You didn't see me waving outside the tunnel, waiting to stroke your
hair again; and your mom never said I'm sorry I ran away from you
and your Dad with a man who hummed along when Sinatra sang
 "The Lady is a Tramp."



On Emily Dickinson's Birthday

At age eight, I wanted to be either a monk
or a poet,
murmurs the cigarette-embedded
woman at the airport bar.  Now, the Dow
is her muse.  Spreadsheets, her ars poetica.

Yet, memories persist: her last trip
to Amherst...her mother wishing
for a magic feather just before
she died...in the cemetery, her father
reading Emily's Collected Poems, as if this
would keep him from jumping into the grave.

By sleight of hand, in the summer
of her tortured monetary dreams, Shakespearean
sonnets encode her Blackberry.  Haiku
hibernate in her hard drive.  She knows
hope is the thing with pretzels and Prozac.
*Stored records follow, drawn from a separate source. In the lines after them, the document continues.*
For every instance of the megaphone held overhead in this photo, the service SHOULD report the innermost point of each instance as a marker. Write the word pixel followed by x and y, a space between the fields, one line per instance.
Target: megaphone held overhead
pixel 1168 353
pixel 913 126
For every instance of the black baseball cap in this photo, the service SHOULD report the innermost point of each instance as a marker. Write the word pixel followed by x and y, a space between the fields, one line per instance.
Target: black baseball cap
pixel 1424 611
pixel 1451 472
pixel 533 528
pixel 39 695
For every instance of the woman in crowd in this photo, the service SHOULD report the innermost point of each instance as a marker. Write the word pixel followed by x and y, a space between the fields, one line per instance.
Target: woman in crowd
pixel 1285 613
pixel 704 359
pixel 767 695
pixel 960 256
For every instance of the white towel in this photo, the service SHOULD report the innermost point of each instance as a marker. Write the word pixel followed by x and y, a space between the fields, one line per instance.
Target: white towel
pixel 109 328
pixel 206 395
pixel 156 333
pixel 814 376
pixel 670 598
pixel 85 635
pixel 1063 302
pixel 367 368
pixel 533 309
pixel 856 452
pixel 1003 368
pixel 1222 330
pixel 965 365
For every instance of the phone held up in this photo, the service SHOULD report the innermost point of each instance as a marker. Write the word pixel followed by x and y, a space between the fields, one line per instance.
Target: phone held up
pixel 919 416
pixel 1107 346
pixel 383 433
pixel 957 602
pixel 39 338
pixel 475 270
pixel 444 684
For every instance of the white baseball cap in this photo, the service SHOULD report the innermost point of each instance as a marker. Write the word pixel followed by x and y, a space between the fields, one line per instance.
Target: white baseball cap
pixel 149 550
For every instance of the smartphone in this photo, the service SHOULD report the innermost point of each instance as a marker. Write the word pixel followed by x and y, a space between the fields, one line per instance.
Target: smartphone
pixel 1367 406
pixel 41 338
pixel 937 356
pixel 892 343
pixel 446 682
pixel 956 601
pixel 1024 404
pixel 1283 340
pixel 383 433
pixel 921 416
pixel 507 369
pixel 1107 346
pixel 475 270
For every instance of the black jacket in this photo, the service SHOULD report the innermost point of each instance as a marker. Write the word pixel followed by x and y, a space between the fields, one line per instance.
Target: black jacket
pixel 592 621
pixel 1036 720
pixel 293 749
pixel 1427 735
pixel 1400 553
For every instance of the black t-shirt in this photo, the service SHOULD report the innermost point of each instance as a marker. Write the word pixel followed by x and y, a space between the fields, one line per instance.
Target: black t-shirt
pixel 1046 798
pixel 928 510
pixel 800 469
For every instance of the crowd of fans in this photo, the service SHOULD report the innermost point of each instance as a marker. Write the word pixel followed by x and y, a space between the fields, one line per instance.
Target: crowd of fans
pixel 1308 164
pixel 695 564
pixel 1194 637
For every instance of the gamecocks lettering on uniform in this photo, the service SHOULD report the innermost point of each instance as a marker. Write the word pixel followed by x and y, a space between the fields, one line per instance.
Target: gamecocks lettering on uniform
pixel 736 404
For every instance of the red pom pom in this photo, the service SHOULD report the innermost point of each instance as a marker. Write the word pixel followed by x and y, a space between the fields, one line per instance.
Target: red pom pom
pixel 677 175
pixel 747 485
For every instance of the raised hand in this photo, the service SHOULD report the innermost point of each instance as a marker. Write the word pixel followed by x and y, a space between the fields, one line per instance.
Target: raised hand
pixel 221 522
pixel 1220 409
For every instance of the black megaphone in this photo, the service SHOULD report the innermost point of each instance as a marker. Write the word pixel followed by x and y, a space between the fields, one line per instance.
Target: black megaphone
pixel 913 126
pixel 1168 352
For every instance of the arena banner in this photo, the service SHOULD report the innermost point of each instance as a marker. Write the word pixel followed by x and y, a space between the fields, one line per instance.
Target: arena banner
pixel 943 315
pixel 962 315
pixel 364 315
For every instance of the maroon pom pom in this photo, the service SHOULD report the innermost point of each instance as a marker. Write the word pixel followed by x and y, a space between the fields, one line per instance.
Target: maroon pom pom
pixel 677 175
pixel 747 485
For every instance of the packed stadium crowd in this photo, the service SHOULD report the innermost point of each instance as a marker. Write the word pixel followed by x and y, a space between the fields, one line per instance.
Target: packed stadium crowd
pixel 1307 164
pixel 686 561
I Didn't Know Ted Baxter Would Save My Life
                                                               - -after William Shakespeare

Disgraced with fortune and the doctor's eyes,
scratchy blankets muffling my rapier cries,
Team Trauma and Team Dislocation
playing football with my fate,
I, turn, alone, weeping in my outcast state,
not to the Bard of Stratford-on-Avon,
but to Ted Baxter, the W.S. of WJM,
the TV station that dreams are made of.
Hamlet's spicy, but, the wrong condiment,
ghosts and goblins disturb my morphine haze.
Watching Ted say it's neither fish nor nuts,
to Lou about his dayglo clothes, hound
Mary for a date, confuse veterinarians
into vegetarians on the news – pain
is the girl next door in the sitcom of my life.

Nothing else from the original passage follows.